Isomorphism

[scheinerman]

A natural addition is a function to find isomorphisms between graphs. I've written some code that does that. (I'm sure it works for simple graphs and simple digraphs. Not sure about weighted.) I hope you find this useful.

using Graphs
using JuMP
using HiGHS
using ChooseOptimizer

set_solver(HiGHS)
set_solver_verbose(false)

_graphs_not_iso() = error("The graphs are not isomorphic")

"""
    graph_iso(g::AbstractGraph, h::AbstractGraph)::Dict{Int,Int}

Return an isomorphism `f` from `g` to `h`, or throw an error if the 
graphs are not isomorphic. Here `f` is a `Dict` with the property that
`(u,v)` is an edge of `g` if and only if `(f[u],f[v])` is an edge of `h`.
"""
function graph_iso(g::AbstractGraph, h::AbstractGraph)::Dict{Int,Int}
    n = nv(g)
    if n != nv(h)
        _graphs_not_iso()
    end

    # other simple tests can go here, for example:
    if ne(g) != ne(h)
        _graphs_not_iso()
    end

    A = adjacency_matrix(g)
    B = adjacency_matrix(h)
    MOD = Model(get_solver())
    @variable(MOD, X[1:n, 1:n], Bin)

    # success when A*X = X*B and X is permutation 

    # X must be doubly stochastic ==> permutation
    for i = 1:n
        @constraint(MOD, sum(X[i, j] for j = 1:n) == 1)
        @constraint(MOD, sum(X[j, i] for j = 1:n) == 1)
    end

    # A*X = X*B 
    for i = 1:n
        for k = 1:n
            @constraint(
                MOD,
                sum(A[i, j] * X[j, k] for j = 1:n) == sum(X[i, j] * B[j, k] for j = 1:n)
            )
        end
    end

    optimize!(MOD)
    status = Int(termination_status(MOD))

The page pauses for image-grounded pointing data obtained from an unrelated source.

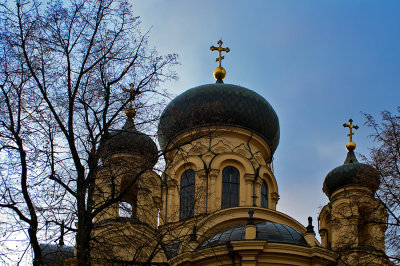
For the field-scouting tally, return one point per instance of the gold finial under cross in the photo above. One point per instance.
(219, 72)
(130, 112)
(350, 145)
(219, 49)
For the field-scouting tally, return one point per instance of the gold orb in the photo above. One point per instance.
(350, 146)
(219, 73)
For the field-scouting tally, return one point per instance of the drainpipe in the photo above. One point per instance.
(231, 252)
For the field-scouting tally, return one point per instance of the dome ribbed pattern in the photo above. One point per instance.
(219, 104)
(129, 140)
(272, 232)
(351, 173)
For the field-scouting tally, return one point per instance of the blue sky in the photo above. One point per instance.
(318, 63)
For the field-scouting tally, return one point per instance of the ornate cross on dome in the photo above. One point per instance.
(130, 112)
(350, 126)
(219, 49)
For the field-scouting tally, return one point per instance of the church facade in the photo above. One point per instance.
(215, 202)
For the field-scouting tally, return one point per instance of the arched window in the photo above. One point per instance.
(230, 187)
(187, 194)
(264, 194)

    # status == 1 means success
    if status != 1
        _graphs_not_iso()
    end

    # get the matrix
    P = Int.(value.(X))

    # convert to a dictionary
    result = Dict{Int,Int}()
    for v=1:n 
        for w=1:n 
            if P[v,w] > 0
                result[v] = w 
            end
        end
    end

    return result
end